3.6 A bag has 3 green and 2 yellow marbles. Two are drawn with replacement. Find P(both green) and P(one of each colour). 3 marks

Extension, with vs without replacement

3.7 Same 3-green / 2-yellow bag as 3.6 but without replacement. Find P(both green) and P(one of each colour). 3 marks

3.8 Compare your answers to 3.6 and 3.7. State which probability for "both green" is larger and explain in one sentence why. 2 marks

Stuck on 3.7? After removing one green, the bag has 2 green and 2 yellow. "One of each" means GY OR YG, find both and add.

How did this worksheet feel?

What I'll revisit before next class:

Answers, Do not peek before attempting

Section 2, We do (5R / 5B bag)

Total = 10.
With replacement: P(1st R) = 5/10. P(2nd R) = 5/10. P(RR) = 5/10 × 5/10 = 25/100 = 1/4.
Without replacement: P(1st R) = 5/10. P(2nd R, given 1st was R) = 4/9. P(RR) = 5/10 × 4/9 = 20/90 = 2/9.
With replacement is bigger (1/4 = 0.25 vs 2/9 ≈ 0.222) because without replacement leaves one fewer red marble in the bag, lowering the second-draw probability.

3.1, P(HH)

Independent coins.
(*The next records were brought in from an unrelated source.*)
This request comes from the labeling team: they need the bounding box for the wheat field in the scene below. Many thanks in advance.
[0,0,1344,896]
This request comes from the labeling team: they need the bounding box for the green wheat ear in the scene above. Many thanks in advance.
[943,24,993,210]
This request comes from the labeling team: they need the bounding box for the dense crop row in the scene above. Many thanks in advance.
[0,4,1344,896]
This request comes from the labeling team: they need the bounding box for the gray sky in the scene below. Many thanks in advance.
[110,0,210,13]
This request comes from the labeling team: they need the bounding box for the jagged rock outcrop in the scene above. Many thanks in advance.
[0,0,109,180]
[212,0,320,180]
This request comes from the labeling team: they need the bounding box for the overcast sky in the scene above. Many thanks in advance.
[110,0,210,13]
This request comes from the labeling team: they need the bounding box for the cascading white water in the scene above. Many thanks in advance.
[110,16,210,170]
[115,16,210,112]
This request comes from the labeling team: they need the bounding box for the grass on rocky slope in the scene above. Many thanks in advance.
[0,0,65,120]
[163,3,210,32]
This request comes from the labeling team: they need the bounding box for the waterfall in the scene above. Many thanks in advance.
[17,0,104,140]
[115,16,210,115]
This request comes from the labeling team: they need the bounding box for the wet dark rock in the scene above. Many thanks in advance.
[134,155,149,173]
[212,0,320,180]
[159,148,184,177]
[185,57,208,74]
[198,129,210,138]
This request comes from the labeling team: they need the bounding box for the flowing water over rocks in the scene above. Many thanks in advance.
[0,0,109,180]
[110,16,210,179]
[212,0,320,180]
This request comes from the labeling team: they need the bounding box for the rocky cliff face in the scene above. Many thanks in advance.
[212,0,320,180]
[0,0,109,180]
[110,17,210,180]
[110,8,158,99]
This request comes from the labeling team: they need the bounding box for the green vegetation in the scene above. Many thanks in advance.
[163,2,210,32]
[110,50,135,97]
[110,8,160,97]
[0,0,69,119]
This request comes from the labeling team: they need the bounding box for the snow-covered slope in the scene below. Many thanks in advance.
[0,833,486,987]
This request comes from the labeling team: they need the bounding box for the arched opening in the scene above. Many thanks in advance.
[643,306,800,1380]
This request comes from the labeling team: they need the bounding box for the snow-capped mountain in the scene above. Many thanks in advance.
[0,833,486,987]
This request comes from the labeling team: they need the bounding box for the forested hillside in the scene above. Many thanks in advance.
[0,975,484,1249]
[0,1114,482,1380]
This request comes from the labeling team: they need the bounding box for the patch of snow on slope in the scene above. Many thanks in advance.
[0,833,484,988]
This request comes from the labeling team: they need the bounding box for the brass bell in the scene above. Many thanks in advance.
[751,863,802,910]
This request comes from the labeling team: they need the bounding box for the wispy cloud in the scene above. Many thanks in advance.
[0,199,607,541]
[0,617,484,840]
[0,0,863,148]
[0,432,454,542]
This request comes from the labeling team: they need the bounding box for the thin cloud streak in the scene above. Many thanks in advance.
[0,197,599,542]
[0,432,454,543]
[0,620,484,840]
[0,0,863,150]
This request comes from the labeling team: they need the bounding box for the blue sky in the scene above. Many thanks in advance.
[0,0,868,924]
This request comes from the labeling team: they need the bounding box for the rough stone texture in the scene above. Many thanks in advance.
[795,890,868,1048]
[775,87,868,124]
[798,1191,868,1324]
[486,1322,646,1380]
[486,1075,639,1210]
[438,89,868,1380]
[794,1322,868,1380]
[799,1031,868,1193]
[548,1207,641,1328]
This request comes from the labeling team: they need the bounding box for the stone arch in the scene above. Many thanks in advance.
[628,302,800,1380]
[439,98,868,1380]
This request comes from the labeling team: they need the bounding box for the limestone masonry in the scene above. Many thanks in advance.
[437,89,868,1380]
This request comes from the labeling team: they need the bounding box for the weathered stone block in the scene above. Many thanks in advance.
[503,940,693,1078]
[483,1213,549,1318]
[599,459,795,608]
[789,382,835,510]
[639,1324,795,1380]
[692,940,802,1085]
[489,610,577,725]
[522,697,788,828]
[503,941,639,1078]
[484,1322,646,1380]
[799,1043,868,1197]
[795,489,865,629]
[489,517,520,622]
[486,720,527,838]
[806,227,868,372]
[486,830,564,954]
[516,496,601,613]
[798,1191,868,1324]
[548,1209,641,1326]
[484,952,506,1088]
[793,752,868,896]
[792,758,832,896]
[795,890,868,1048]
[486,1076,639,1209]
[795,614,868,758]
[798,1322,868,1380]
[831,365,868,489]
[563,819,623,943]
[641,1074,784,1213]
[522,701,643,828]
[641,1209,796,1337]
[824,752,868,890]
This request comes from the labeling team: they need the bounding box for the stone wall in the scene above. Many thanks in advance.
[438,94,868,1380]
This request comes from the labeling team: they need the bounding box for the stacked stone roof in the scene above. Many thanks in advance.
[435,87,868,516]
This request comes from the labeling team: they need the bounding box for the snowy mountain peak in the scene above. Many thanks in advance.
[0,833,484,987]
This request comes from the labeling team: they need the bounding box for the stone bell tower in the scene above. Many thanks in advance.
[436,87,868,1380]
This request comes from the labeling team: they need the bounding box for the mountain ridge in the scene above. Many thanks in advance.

P(HH) = 1/2 × 1/2 = 1/4.

3.2, P(6 AND H)

Independent. P(6 and H) = 1/6 × 1/2 = 1/12.

3.3, P(red then red) with replacement, 2R/3B bag

P(RR) = 2/5 × 2/5 = 4/25.

3.4, P(red then red) without replacement, 2R/3B bag

P(RR) = 2/5 × 1/4 = 2/20 = 1/10.

3.5, P(exactly one head), two coins

Sample space = {HH, HT, TH, TT}. Exactly one head = {HT, TH}. P = 2/4 = 1/2.

3.6-3G/2Y with replacement

P(GG) = 3/5 × 3/5 = 9/25.
P(one of each) = P(GY) + P(YG) = 3/5 × 2/5 + 2/5 × 3/5 = 6/25 + 6/25 = 12/25.

3.7-3G/2Y without replacement

P(GG) = 3/5 × 2/4 = 6/20 = 3/10.
P(one of each) = P(GY) + P(YG) = 3/5 × 2/4 + 2/5 × 3/4 = 6/20 + 6/20 = 12/20 = 3/5.

3.8, Compare

P(both green) with replacement = 9/25 = 0.36; without replacement = 3/10 = 0.30. With replacement is larger after one green is taken out without replacement, only 2 of the remaining 4 marbles are green, so the second-draw probability drops from 3/5 to 2/4.